Fot.1 – Miejsce katastrofy kolejowej
Fot.2 – Przyjazd pierwszych służb na miejsce akcji
Powyższe zdarzenie to na szczęście tylko ćwiczenia zgrywające, w których udział wzięli: straż pożarna, pogotowie ratunkowe, policja, straż ochrony kolei, wojewódzki sztab antykryzysowy, inspektorat środowiska oraz Zakład Linii Kolejowych. Do ćwiczeń zmobilizowano maksymalną liczbę osób i środków technicznych.
Fot.3 – Gaszenie płonącej cysterny
Pierwsi do działań przystąpili strażacy, którzy wokół płonącej cysterny stworzyli kurtynę wodną, która zabezpieczyła miejsce działań przed wysoką temperaturą. Niemal w tym samym czasie brygada antyterrorystyczna sprawdziła czy na terenie katastrofy nie ma ładunków wybuchowych, gdyż zachodziło podejrzenie ataku terrorystycznego.

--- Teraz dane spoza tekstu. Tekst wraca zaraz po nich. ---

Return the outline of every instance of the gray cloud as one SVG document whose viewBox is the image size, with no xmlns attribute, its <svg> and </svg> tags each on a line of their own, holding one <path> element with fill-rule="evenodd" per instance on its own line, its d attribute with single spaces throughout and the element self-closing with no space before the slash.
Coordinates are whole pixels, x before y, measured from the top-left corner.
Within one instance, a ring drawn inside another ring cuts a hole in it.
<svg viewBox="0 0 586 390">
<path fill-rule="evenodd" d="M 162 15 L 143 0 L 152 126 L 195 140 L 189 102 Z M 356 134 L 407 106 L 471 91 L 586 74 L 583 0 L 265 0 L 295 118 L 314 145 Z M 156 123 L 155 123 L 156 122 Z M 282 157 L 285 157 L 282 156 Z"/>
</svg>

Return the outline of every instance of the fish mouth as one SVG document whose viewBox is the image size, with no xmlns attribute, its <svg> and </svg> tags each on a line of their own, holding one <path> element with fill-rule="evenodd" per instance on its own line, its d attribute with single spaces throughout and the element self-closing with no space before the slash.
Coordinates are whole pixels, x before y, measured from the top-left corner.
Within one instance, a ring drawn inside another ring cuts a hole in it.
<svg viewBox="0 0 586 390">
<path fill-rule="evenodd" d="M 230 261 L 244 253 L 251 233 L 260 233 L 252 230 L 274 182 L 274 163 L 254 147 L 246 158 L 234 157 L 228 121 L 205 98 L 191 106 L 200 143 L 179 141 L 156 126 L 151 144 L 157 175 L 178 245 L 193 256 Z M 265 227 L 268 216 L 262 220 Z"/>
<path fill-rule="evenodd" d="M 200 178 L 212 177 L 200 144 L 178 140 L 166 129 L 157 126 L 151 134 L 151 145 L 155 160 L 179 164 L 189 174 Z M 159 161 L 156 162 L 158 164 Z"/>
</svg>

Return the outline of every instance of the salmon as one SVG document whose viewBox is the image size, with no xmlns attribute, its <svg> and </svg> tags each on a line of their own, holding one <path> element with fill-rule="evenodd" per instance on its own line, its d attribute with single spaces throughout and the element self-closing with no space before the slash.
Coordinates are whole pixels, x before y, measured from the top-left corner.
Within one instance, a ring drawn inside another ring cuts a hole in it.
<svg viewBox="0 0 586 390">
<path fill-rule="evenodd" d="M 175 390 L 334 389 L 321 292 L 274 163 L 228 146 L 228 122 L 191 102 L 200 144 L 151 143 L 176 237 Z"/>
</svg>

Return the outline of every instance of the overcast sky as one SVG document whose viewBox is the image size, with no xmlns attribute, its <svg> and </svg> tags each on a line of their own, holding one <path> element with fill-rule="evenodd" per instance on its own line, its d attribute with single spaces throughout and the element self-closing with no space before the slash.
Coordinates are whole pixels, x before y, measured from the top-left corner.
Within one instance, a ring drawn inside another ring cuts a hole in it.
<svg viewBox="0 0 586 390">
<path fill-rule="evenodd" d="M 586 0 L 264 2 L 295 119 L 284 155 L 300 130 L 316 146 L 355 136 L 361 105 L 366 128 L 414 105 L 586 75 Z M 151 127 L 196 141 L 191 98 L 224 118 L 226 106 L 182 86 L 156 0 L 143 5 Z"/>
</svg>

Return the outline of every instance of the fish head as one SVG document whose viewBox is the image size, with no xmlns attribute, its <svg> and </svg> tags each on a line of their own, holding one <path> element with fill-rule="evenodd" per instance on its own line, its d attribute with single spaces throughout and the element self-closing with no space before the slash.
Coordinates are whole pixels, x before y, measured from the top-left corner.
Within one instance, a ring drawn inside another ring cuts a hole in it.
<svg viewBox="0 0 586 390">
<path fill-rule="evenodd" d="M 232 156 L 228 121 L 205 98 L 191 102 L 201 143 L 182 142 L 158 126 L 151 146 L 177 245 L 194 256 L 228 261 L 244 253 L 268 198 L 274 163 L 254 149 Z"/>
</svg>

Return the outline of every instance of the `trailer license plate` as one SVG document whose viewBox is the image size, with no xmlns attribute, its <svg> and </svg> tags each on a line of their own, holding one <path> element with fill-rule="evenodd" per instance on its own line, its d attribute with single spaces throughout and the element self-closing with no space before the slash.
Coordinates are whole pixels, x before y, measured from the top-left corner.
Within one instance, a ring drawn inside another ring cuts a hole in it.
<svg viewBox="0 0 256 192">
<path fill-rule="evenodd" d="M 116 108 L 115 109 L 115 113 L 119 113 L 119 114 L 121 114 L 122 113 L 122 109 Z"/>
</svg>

Fot.4 – Specjalna kurtyna wodna, zabezpieczająca okolice katastrofy przez wysoką temperaturą
Gdy teren okazał się „czysty”, do akcji przystąpiły służby medyczne, po wstępnym opatrzeniu rannych, przeniesiono ich do specjalnego namiotu medycznego. Stamtąd ranni przewożeni byli do szpitali.
Fot.5 – Służby medyczne udzielające pomocy poszkodowanym
Fot.6 – Ranni przewożeni byli do rzeszowskich szpitali
Po ugaszeniu pożaru cysterny, do działań przystąpili strażacy z ratownictwa chemicznego, którzy usunęli resztki szkodliwych substancji, a następnie Inspektorat Ochrony Środowiska, który zbadał skażenie okolicy katastrofy.
Na sam koniec teren został zabezpieczony przez techników kryminalistyki, celem wyjaśnienia przyczyn katastrofy. Po ćwiczeniach wykolejone wagony uprzątnął dźwig EDK1000/2 Zakładu Linii Kolejowych w Rzeszowie.